Anvisa desmente boato e nega presença de derivados de petróleo em biscoitos recheados

Agência esclarece que publicações em redes sociais confundem a composição dos alimentos

Publicado em 16 de setembro de 2026 às 14:19

Imagem ilustrativa.
Imagem ilustrativa. Crédito: Reprodução

A Agência Nacional de Vigilância Sanitária (Anvisa) desmentiu informações falsas que circulam nas redes sociais alegando que biscoitos recheados conteriam componentes derivados do petróleo. Segundo o órgão regulador, as publicações distorcem a realidade ao confundir a receita do produto com substâncias aplicadas em etapas industriais durante a fabricação de determinados insumos.

De acordo com a Anvisa, a lista oficial de ingredientes de biscoitos recheados é formada por farinha, açúcar, gordura, óleo, sal, fermentos, emulsificantes e aromas, sem a presença de componentes de origem petrolífera.

A agência explicou que as alegações incorretas costumam citar o hexano, substância que pode ser utilizada como solvente na extração e processamento de óleos e gorduras.
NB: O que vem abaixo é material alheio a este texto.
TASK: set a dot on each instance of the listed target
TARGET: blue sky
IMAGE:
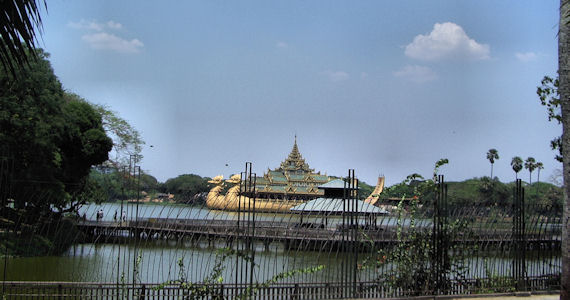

No Brasil, a utilização do composto é autorizada pela legislação como coadjuvante de tecnologia, respeitando limites e condições fixados pela Instrução Normativa 211/2023.

Os coadjuvantes de tecnologia são definidos como substâncias empregadas temporariamente para desempenhar uma função técnica durante a produção, devendo ser eliminados ao longo do processo industrial. Por serem removidos, eles não constam no rótulo como ingredientes. A legislação tolera apenas a presença de eventuais resíduos tecnicamente inevitáveis, desde que fiquem dentro de parâmetros estritamente seguros para a saúde humana e validados por análises técnico-científicas do órgão.

A Anvisa esclareceu também que biscoitos e produtos alimentícios equivalentes não necessitam de registro prévio individual junto à agência antes de chegarem ao mercado. A categoria adota um procedimento simplificado no qual a empresa fabricante ou importadora comunica o início da circulação do produto ao órgão de vigilância sanitária local (municipal, estadual ou do Distrito Federal), garantindo o monitoramento contínuo pelo Sistema Nacional de Vigilância Sanitária (SNVS).

Texto por Suellen Godinho, com supervisão de Adrielle Brito.